At a McDonald’s plant outside Mumbai, 200 workers walk through air dryers and disinfectant pools, then get to work making the day’s 25,000 patties from chicken painstakingly sourced in a country with one of the world’s worst food safety records.
India’s tainted water, patchy cold storage network and a retail sector made up of tiny local grocers present a major risk for international food brands, whose reputation can suffer globally from one local slip.
This can mean educating hundreds of small, often illiterate, farmers – critical in a fragmented farming sector that in some cases still uses “night soil”, or human faeces, for composting.

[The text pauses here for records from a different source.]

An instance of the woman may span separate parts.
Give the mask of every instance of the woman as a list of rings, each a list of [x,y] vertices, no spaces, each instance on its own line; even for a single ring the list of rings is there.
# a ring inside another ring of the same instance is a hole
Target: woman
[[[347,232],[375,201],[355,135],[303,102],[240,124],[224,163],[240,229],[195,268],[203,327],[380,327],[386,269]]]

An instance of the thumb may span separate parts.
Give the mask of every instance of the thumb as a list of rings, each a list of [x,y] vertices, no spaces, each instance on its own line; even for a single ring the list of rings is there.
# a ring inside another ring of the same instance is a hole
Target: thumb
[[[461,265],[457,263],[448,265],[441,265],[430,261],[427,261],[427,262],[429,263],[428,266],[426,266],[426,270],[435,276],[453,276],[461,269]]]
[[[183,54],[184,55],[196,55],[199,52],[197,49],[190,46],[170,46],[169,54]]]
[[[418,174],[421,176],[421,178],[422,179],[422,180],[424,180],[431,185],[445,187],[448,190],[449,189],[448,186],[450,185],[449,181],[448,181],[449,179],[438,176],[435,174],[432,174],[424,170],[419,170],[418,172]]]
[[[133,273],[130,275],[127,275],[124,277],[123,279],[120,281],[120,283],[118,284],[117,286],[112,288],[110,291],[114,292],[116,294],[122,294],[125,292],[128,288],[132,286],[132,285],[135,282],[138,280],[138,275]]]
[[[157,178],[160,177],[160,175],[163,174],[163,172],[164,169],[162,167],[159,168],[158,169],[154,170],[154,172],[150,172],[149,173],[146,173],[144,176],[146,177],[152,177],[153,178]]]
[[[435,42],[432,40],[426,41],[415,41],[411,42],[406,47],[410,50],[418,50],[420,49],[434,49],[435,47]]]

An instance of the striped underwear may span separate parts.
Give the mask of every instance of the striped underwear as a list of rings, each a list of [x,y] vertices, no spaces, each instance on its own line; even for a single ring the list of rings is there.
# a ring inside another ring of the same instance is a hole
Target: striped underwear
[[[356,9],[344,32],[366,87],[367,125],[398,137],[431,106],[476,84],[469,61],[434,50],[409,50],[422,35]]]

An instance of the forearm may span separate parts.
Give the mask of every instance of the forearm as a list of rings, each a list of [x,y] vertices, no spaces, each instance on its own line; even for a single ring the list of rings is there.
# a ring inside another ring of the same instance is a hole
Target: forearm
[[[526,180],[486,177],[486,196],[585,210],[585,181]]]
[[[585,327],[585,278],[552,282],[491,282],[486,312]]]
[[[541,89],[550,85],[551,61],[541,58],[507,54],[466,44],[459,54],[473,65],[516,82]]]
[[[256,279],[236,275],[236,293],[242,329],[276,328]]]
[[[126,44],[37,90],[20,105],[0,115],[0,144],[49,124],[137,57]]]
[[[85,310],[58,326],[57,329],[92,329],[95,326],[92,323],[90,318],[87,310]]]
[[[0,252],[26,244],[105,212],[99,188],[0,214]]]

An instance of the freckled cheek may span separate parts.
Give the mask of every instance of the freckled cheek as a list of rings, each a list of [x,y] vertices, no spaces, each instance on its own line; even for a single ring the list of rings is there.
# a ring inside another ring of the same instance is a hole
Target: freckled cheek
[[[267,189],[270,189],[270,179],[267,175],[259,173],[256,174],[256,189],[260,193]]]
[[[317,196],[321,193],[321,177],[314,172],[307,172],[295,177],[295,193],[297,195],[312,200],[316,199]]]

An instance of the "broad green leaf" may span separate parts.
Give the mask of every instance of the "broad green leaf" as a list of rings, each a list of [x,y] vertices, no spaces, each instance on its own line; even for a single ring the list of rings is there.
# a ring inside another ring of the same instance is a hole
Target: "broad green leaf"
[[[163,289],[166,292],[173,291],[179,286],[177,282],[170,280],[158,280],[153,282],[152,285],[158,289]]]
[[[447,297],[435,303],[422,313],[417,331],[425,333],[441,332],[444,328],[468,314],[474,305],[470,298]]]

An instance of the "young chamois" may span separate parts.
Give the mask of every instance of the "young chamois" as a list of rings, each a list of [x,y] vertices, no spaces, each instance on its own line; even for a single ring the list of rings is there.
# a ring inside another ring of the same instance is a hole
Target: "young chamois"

“There are thousands of farmers you need to reach out to, each with maybe an acre, two acres of land,” said Vikram Ogale, who looks after the supply chain and quality assurance for McDonald’s India.
Swiss food group Nestle is currently battling India’s biggest food scare in a decade and an unprecedented branding crisis in the country, after regulators reported some packets of its noodles contained excess lead, a finding the company disputes.

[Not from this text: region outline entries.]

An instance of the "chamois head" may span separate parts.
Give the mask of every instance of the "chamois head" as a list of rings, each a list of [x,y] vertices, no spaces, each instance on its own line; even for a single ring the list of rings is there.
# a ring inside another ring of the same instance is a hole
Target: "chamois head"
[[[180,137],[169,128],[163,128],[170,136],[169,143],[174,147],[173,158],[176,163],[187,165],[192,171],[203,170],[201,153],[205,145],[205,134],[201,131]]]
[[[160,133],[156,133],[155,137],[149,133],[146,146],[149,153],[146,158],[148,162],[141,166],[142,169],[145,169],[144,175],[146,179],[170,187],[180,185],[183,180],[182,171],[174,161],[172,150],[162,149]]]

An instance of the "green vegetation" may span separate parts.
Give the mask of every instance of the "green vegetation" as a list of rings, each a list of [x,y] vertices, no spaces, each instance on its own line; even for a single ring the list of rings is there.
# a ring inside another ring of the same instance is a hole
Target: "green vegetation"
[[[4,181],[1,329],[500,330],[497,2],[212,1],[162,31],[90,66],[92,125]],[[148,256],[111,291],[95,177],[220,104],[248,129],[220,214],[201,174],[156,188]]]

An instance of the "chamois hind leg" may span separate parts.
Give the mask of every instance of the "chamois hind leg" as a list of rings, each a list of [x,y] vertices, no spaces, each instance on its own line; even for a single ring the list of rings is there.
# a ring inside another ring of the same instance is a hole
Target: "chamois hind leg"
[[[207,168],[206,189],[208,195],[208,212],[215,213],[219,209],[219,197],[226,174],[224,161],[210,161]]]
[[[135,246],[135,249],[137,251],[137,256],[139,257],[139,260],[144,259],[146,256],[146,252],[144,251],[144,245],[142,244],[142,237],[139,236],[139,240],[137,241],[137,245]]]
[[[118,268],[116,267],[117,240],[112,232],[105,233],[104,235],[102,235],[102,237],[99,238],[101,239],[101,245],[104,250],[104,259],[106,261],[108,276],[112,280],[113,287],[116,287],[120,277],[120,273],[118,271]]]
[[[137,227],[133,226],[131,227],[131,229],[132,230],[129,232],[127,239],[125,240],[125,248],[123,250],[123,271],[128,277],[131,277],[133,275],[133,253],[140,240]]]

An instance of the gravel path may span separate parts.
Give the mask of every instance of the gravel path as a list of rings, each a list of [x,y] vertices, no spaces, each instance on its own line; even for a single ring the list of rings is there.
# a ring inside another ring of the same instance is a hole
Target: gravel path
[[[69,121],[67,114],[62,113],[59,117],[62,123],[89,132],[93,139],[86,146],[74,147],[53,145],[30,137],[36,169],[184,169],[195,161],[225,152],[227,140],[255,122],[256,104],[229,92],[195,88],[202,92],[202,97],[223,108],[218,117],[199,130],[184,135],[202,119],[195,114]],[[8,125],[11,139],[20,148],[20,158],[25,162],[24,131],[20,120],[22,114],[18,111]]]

Its woes have laid bare the risks of operating in a country where it is difficult to build a watertight supply chain, and where state food safety infrastructure is minimal, at best.
Nestle uses external audit firms to check suppliers.
Wal-Mart, which operates as a wholesaler in India, says its checks mean rejecting 10-11 percent of produce daily.
Nestle is now pushing ahead with India’s first ever national recall, pulling some 27,400 tonnes of its popular Maggi noodles off India’s shelves, a process that will take at least 40 days.